Entitlement breeds sloppiness and bad behaviour like a terrible disease. There is nothing worse than a leader who thinks of himself above the rules, especially if he sets these very rules in place. What the administration captained by Boris Johnson did during the events of Partygate is on the border of lunacy and certainly affected by stiff carelessness and sheer contempt for the rules. I recall very well the scandals of Berlusconi during his Presidency. The same was true for him back then as it is today for Johnson: people were excusing his debauchery because Berlusconi was, in the end, a "funny guy" and therefore excusable. How very Italian, right? That would never happen in the UK… Granted there was also prostitution involved with Silvio, so I am afraid Boris gets no supervillain award (or any recognition for that matter). Indeed the Prime Minister spent his [Party's] money much more piously when he allowed his third wife to fittingly redecorate his ministerial apartments - an unmistakable mark of a civilised and indeed well educated man… But, hey, just like Berlusconi, Johnson is a funny guy.

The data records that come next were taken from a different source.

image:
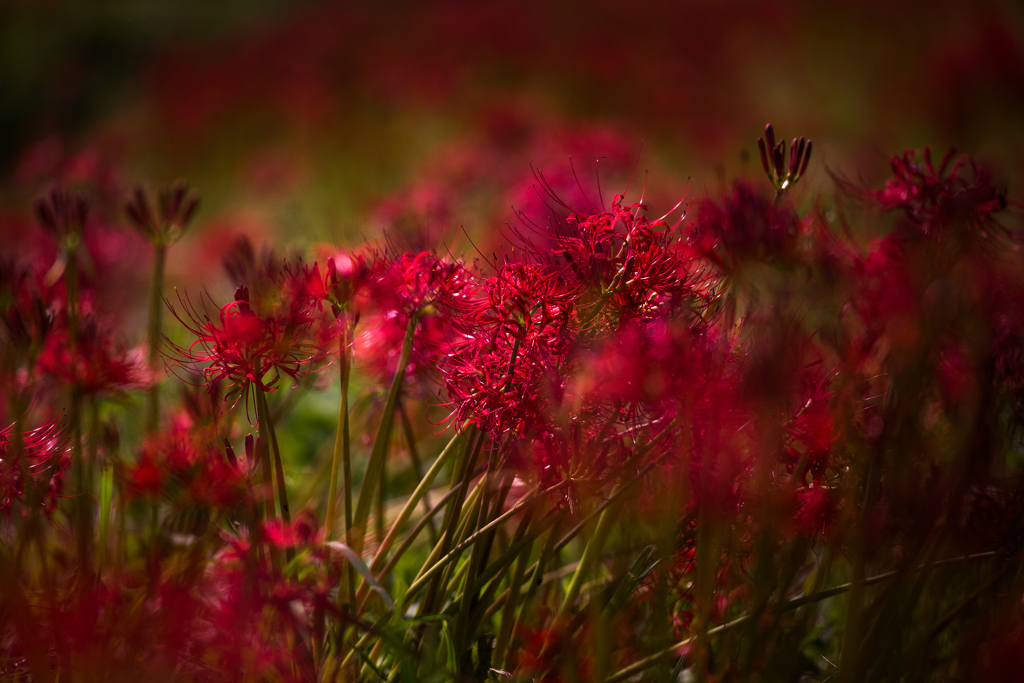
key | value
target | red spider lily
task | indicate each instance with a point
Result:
(40, 464)
(744, 225)
(401, 288)
(244, 348)
(514, 333)
(62, 215)
(24, 308)
(187, 467)
(935, 201)
(95, 363)
(176, 205)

So let's continue to excuse him. Rest assured, the scandals will keep on coming ever larger. As a result of forgiving the unforgivable, Italy lost part of its economy and most of its credibility with the rest of the world. In the end: "how can we trust the same people that left a jester in power?!" Let's wait for Great Britain to endure the same. It will be such a spectacle watching the funny guy destroying what we've got left of the long-gone Empire. Please, wake up, folks!

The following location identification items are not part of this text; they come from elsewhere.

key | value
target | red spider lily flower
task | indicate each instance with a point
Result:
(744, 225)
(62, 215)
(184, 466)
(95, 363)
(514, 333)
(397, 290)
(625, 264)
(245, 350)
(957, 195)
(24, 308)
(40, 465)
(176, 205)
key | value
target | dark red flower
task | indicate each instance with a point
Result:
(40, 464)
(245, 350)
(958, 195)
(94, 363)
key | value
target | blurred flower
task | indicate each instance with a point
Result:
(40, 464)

Alexander Boris de Pfeffel Johnson belongs to the same populists club of Le pen, Salvini, Grillo, Trump, Orban and yes also Putin. Not because one campaigned against a war or received a good education, he is to be faithfully trusted and believed as not capable of lying through his teeth via toxic rhetoric, identity politics, clownish stunts and practices of public deception like campaigning for Ukraine, all embellished with its twin flags pin blazing on his accurately dishevelled suit (oh Boris, one of us!). Great Britain deserves a Great Leader, not a mockery, and now more than ever as the country left the EU. History may not be changed, but we know it can be amended for good. Let's hope for a return to sanity in this country. It may result in a less amusing plot than the funambolic adventures of Boris and his drunken mates. Still, it will be a far more credible story for Great Britain, one that will not make us just proud of its glorious past, but also of its future - and not ashamed of its present.